Saw this one at my LHS today for $189.00 http://www.athearn.com/Products/Default.aspx?ProdID=ATH16876
May just have to go for it since I have a $150 gift certificate. These locos are a little older than the SD70's I am running and it's Santa Fe and my other locos are BNSF, but I think I'll work it in. The price ain't that bad. Never thought I'd go for sound in N scale, but guess I oughta just one .


----------



## Houdini (Mar 16, 2010)

I have the same one. That's a good deal. I can't remember what I paid on-line but it was more than that. Check out my Terrain for Trains layout. Not done yet. Still need to add some "water", ballast and some more trees/vehicles/people.

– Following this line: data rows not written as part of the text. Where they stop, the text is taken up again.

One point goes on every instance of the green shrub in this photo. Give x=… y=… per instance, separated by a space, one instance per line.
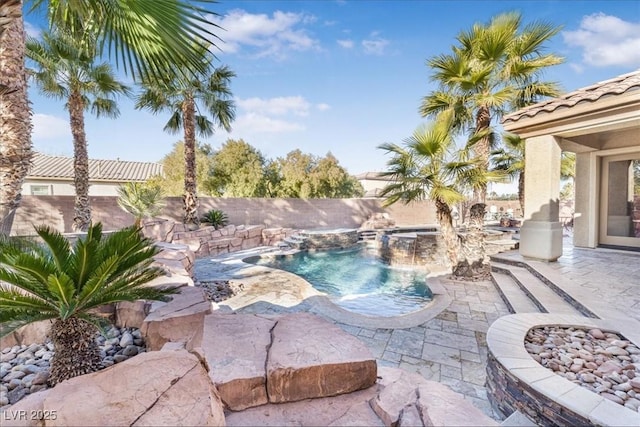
x=216 y=217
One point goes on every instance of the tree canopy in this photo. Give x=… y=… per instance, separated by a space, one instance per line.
x=237 y=169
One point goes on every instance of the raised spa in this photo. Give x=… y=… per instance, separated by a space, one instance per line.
x=357 y=280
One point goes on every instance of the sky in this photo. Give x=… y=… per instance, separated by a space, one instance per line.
x=344 y=76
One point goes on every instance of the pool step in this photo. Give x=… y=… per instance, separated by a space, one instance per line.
x=523 y=292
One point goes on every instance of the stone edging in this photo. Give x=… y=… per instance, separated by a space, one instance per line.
x=540 y=387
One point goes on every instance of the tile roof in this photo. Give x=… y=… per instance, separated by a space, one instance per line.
x=374 y=176
x=615 y=86
x=44 y=166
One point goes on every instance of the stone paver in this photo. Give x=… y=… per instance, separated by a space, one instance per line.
x=451 y=347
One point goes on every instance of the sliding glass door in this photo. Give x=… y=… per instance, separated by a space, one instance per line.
x=620 y=201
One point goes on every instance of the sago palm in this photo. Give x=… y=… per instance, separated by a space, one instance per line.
x=66 y=68
x=493 y=69
x=140 y=200
x=426 y=168
x=65 y=283
x=151 y=39
x=209 y=94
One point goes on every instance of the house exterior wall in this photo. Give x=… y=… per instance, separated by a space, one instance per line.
x=66 y=188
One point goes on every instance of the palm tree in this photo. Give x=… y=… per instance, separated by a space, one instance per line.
x=493 y=69
x=150 y=39
x=426 y=168
x=140 y=200
x=66 y=283
x=510 y=159
x=15 y=115
x=181 y=97
x=66 y=69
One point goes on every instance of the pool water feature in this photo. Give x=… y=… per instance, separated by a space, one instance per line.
x=357 y=280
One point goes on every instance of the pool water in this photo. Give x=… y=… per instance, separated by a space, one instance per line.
x=357 y=280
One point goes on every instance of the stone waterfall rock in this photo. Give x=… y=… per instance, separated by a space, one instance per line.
x=310 y=357
x=235 y=348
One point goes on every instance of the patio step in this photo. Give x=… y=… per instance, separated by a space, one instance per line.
x=547 y=276
x=543 y=297
x=367 y=235
x=514 y=297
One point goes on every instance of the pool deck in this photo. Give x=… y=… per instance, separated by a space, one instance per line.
x=448 y=343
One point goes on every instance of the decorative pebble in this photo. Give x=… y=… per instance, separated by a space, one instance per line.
x=25 y=369
x=602 y=362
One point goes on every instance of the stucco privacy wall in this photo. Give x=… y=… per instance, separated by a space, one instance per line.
x=57 y=211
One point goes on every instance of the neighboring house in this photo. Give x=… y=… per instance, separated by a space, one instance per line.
x=373 y=183
x=601 y=124
x=53 y=175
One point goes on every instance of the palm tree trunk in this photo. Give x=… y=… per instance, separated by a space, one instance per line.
x=448 y=232
x=82 y=207
x=521 y=191
x=475 y=265
x=15 y=113
x=190 y=197
x=76 y=350
x=482 y=148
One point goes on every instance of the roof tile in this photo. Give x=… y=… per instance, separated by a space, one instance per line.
x=44 y=166
x=615 y=86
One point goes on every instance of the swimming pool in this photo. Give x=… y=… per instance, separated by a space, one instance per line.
x=357 y=280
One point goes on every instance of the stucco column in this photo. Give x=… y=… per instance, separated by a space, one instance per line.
x=585 y=231
x=541 y=233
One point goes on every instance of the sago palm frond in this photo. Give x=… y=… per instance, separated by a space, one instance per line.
x=60 y=281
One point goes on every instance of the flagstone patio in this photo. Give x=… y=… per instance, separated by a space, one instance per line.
x=448 y=344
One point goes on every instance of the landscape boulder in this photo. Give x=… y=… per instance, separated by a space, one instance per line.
x=311 y=357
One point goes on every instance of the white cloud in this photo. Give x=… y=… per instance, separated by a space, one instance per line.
x=279 y=106
x=254 y=123
x=265 y=35
x=375 y=45
x=46 y=126
x=606 y=40
x=576 y=67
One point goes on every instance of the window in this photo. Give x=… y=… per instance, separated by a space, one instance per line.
x=40 y=190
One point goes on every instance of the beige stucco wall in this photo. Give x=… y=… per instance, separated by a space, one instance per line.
x=66 y=188
x=57 y=211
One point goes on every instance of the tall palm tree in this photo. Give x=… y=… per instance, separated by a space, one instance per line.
x=150 y=39
x=66 y=283
x=15 y=114
x=510 y=159
x=494 y=68
x=426 y=168
x=182 y=97
x=66 y=69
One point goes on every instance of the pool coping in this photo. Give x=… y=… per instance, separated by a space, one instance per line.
x=320 y=303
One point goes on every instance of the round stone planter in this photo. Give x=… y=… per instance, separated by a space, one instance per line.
x=515 y=381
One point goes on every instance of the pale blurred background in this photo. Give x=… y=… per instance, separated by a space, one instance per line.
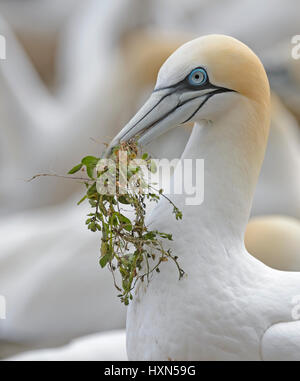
x=75 y=72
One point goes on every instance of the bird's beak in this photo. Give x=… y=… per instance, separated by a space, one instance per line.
x=166 y=108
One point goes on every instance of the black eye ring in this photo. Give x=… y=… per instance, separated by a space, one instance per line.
x=197 y=77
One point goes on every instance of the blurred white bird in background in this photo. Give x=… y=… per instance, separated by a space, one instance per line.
x=51 y=130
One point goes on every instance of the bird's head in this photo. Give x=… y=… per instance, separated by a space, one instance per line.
x=200 y=81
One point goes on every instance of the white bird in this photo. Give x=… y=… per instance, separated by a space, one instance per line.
x=230 y=306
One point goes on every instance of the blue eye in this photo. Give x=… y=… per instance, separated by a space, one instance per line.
x=197 y=77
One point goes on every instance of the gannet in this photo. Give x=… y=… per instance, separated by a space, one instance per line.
x=106 y=346
x=275 y=240
x=230 y=306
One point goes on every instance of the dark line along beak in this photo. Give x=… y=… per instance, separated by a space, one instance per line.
x=166 y=108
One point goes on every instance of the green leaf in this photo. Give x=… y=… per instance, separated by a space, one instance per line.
x=75 y=169
x=104 y=260
x=123 y=199
x=124 y=220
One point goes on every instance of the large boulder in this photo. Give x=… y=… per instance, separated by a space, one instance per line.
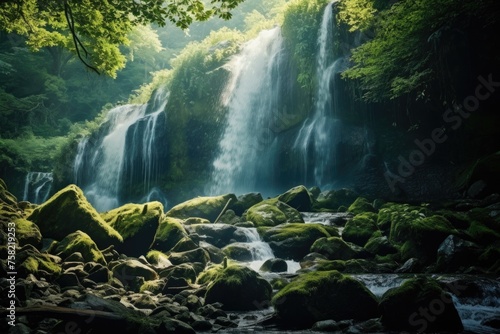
x=137 y=224
x=239 y=289
x=324 y=295
x=360 y=229
x=293 y=241
x=79 y=242
x=208 y=207
x=335 y=248
x=419 y=305
x=68 y=211
x=298 y=198
x=332 y=200
x=273 y=212
x=219 y=235
x=169 y=233
x=27 y=233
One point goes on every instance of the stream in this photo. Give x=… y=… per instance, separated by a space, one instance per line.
x=476 y=298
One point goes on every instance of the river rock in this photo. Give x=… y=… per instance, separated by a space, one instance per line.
x=219 y=235
x=126 y=271
x=419 y=305
x=137 y=224
x=208 y=207
x=82 y=243
x=293 y=241
x=68 y=211
x=239 y=288
x=238 y=251
x=360 y=229
x=273 y=212
x=298 y=198
x=317 y=296
x=274 y=266
x=331 y=200
x=169 y=233
x=334 y=248
x=245 y=202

http://www.youtube.com/watch?v=7EtYAywRJ50


----------



## BNSF Fan (Feb 27, 2010)

Houdini said:


> I have the same one. That's a good deal. I can't remember what I paid on-line but it was more than that. Check out my Terrain for Trains layout. Not done yet. Still need to add some "water", ballast and some more trees/vehicles/people.
> 
> http://www.youtube.com/watch?v=7EtYAywRJ50


Hey, Houdini, like your layout, looks good. I like the loco, but it needs some tweaking, need to adjust the volume on the engine sound, can hardly hear it. Also the loco starts moving before before you hear the engine rpm's come up, so just some little things to do. How was yours out of the box?


----------



## Houdini (Mar 16, 2010)

What you see (and hear) is out of the box. I don't have a controller yet that can reprogram it. I'm using a Bachmann EZ command. It works ok but very limited on options. I'm still trying to decide what is a good controller to get for this.


----------



## BNSF Fan (Feb 27, 2010)

Houdini said:


> What you see (and hear) is out of the box. I don't have a controller yet that can reprogram it. I'm using a Bachmann EZ command. It works ok but very limited on options. I'm still trying to decide what is a good controller to get for this.


I have the Digitrax Zephyr. Seems to be good so far, but I haven't gotten into it to far yet as far as reprogramming things. There are one or two others that are good also, so which ever one seems to suit your purposes. Others here with more experience can give you some pro's and con's. Have fun, and enjoy that layout.


----------